The Israeli district court in East Jerusalem approved a decision to vacate six Palestinian families from their homes in May to allow Israeli settlers to move in. It is a war crime for an occupation state to move its citizens into territory occupied through war. Nevertheless, the same court ruled that another seven families in Sheikh Jarrah have to leave their homes by August. This is the ongoing ethnic cleansing that Palestinians face daily, and have done since 1948.
Sheikh Jarrah, a residential area less than a kilometre away from the walls of the Old City of Jerusalem, has long been coveted by Israeli settlers. Ever since Israel seized East Jerusalem in the 1967 Six-Day War, Israeli settler organisations have claimed ownership of the land in Sheikh Jarrah and have filed multiple lawsuits to evict Palestinians from the neighbourhood.
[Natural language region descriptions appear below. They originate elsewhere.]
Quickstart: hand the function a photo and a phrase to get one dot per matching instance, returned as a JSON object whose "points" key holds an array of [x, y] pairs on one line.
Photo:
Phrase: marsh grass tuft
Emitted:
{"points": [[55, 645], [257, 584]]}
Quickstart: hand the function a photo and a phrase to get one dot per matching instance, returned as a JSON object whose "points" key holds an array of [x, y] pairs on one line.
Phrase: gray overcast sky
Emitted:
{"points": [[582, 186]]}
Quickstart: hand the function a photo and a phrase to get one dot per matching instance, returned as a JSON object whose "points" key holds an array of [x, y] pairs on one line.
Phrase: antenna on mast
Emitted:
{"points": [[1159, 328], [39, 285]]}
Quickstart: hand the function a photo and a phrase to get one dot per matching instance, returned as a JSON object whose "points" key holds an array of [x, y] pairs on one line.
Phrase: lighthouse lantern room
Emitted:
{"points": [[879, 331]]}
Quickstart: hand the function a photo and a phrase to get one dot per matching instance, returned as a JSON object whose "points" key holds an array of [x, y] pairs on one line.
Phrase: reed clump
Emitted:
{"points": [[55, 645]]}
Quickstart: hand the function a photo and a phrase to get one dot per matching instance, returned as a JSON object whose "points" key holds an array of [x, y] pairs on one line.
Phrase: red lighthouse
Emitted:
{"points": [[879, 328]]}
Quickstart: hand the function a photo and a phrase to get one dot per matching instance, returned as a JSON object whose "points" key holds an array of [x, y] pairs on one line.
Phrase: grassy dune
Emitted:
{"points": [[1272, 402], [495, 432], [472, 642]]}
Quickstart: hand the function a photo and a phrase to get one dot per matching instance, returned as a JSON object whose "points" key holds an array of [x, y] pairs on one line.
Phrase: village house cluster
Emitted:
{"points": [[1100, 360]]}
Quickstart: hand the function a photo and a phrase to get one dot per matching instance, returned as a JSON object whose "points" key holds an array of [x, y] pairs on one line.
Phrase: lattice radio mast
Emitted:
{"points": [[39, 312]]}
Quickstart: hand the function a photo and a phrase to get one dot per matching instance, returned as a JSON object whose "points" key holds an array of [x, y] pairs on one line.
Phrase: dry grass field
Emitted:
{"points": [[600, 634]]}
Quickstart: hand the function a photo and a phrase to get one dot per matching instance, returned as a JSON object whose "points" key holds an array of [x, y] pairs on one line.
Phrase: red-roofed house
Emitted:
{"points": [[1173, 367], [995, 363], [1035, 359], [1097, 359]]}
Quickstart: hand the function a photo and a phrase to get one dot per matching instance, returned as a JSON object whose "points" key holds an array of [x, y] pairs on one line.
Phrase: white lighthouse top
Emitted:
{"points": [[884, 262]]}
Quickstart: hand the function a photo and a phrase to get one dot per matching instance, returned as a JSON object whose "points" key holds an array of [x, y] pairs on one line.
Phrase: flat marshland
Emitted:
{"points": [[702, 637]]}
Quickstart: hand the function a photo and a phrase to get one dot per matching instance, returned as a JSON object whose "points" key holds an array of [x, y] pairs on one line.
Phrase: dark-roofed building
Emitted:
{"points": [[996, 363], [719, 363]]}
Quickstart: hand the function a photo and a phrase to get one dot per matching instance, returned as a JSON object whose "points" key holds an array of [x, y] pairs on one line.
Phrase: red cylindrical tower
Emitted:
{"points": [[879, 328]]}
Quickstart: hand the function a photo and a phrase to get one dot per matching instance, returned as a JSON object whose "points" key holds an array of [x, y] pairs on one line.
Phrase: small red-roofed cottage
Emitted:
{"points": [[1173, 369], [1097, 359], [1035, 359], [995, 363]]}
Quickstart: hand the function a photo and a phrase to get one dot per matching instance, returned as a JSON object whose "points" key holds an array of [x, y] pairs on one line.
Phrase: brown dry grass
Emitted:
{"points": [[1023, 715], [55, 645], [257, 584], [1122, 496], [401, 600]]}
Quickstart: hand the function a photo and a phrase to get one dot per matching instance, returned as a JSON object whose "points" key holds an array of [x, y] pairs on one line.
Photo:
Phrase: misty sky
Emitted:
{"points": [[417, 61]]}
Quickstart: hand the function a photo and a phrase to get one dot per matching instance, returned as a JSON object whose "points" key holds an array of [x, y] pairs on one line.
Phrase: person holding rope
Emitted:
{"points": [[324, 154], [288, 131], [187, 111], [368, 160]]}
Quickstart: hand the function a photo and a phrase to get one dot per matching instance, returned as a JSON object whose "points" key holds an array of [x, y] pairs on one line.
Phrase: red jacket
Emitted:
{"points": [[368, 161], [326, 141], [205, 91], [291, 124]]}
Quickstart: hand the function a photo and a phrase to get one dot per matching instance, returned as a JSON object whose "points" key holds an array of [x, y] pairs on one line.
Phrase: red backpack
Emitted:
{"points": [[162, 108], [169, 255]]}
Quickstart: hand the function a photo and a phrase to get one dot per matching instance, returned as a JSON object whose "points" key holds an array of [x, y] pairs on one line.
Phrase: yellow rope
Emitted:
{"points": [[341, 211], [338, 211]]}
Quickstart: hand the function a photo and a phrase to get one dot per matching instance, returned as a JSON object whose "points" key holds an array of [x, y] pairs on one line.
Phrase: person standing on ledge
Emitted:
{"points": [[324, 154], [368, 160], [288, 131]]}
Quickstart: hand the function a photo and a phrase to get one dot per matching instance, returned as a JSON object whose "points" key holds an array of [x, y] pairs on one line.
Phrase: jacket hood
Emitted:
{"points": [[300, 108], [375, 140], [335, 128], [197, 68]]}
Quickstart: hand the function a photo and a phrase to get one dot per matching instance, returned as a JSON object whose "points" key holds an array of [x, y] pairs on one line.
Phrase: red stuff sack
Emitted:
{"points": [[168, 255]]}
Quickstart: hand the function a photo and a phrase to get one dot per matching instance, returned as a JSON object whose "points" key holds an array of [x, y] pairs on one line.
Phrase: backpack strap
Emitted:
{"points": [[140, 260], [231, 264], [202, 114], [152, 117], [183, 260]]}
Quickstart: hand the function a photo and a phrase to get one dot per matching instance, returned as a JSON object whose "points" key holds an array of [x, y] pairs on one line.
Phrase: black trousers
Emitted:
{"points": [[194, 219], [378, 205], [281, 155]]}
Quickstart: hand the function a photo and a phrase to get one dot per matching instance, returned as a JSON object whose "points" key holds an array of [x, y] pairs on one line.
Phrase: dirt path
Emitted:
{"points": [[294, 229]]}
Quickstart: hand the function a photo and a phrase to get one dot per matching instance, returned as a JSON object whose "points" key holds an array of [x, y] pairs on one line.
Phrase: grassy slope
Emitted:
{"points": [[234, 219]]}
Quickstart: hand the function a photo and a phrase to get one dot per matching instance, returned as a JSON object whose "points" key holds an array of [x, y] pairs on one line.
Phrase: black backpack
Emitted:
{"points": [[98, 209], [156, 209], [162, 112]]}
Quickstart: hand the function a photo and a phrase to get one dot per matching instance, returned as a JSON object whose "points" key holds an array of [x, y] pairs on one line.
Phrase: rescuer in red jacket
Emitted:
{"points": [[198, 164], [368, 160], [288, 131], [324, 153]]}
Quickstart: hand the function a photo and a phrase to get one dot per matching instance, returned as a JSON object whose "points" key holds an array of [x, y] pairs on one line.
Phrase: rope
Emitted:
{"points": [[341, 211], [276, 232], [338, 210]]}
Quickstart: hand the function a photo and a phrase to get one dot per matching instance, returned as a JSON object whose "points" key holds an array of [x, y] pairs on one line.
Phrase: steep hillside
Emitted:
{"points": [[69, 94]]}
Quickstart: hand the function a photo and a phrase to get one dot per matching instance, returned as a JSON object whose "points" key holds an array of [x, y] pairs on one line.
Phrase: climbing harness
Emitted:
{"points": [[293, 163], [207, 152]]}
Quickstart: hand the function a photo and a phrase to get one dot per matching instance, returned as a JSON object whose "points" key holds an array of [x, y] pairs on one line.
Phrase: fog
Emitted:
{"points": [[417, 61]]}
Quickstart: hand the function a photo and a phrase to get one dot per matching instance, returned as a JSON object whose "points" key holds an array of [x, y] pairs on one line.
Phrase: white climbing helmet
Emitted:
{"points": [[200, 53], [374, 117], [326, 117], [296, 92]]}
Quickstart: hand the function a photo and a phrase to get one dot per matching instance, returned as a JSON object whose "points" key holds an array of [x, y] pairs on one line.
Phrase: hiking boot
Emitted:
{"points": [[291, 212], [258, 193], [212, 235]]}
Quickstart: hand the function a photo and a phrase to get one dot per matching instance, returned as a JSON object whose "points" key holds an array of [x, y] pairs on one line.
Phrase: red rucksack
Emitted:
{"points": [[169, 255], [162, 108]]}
Following the latest court order, Palestinians have been protesting in an effort to protect the indigenous population in Sheikh Jarrah. Those arrested include Tala Obeid, Omar Al-Khatib and Mahmoud Nabil Al-Kurd, whose families face displacement.
One teenager has been shot in the leg and a man was wounded after settlers stabbed him and pepper-sprayed him while he was returning from work. Moreover, Israeli settlers assaulted Palestinians breaking their fast in the neighbourhood in solidarity with the 40 Palestinians, including ten children, who face the imminent threat of being made homeless to make way for illegal settlers. The thuggish settlers threw stones, glass bottles and other objects at the Palestinians. When the latter responded to the assault, a fight broke out between the two groups.
Such violence by settlers and Israeli occupation forces is now predictable during the month of Ramadan. It happens in the Gaza Strip as well. In 2014, when Ramadan fell later in the year, Israel launched yet another massive military offensive, killing over 2,200 Palestinians — 500 of them children — and wounding tens of thousands more. The Palestinians are still trying to recover.
The reality is that Israel continues to treat international law with contempt, and is allowed to act with impunity by the international community. War crimes and crimes against humanity are committed in front of the world media; no “investigation” is required to determine who is responsible. Such crimes include preventing the Palestinians from accessing the holy sites during Ramadan and throughout the year. This is the reality of Israeli apartheid and its brutal military occupation.